Pecha Kucha: Design in 20 Slides for 20 Seconds Each

Pecha Kucha: Design in 20 Slides for 20 Seconds Each

slide from a presenter during the July 07 SF nightI was reading the San Francisco Bay Guardian and came across a posting for the a thing called Pecha Kucha. It got awarded the best 'Hyperintellectual Show and Tell' by the annual Best of the Bay awards that the publication puts on. After reading about it, it reminded me a bit about Share does, but in a slightly different (slide oriented) format. The text below is taken from the Pecha Kucha website:

"Pecha Kucha Night, devised by Astrid Klein and Mark Dytham (Klein Dytham architecture), was conceived in 2003 as a place for young designers to meet, network, and show their work in public. (Admittedly, it was also a way to get
more people to visit SuperDeluxe - their then newly opened multimedia event space in Tokyo).

But as we all know, give a mike to a designer (especially an architect) and you'll be trapped for hours.

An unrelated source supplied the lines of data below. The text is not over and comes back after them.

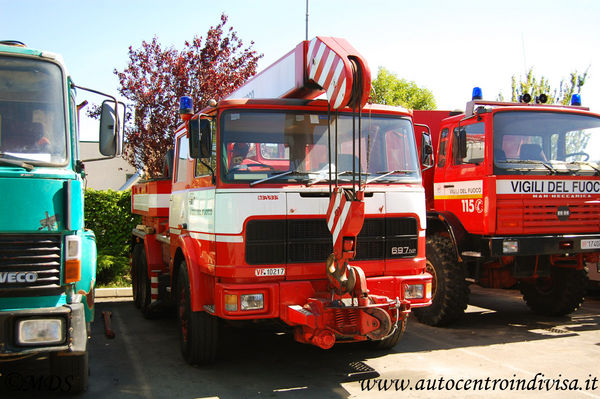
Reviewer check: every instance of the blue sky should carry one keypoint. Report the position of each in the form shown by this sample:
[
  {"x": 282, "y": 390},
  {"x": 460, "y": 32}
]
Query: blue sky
[{"x": 445, "y": 46}]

The key to Pecha Kucha Night is its patented system for avoiding this fate. Each presenter is allowed 20 images, each shown for 20 seconds each - giving 6 minutes 40 seconds of fame before the next presenter is up. This keeps presentations concise, the interest level up, and gives more people the chance to show.

Pecha Kucha (which is Japanese for the sound of conversation) has tapped into a demand for a forum in which creative work can be easily and informally shown, without having to rent a gallery or chat up a magazine editor. This is a demand that seems to be global - as Pecha Kucha Night, without any pushing, has spread virally to over 80 cities across the world."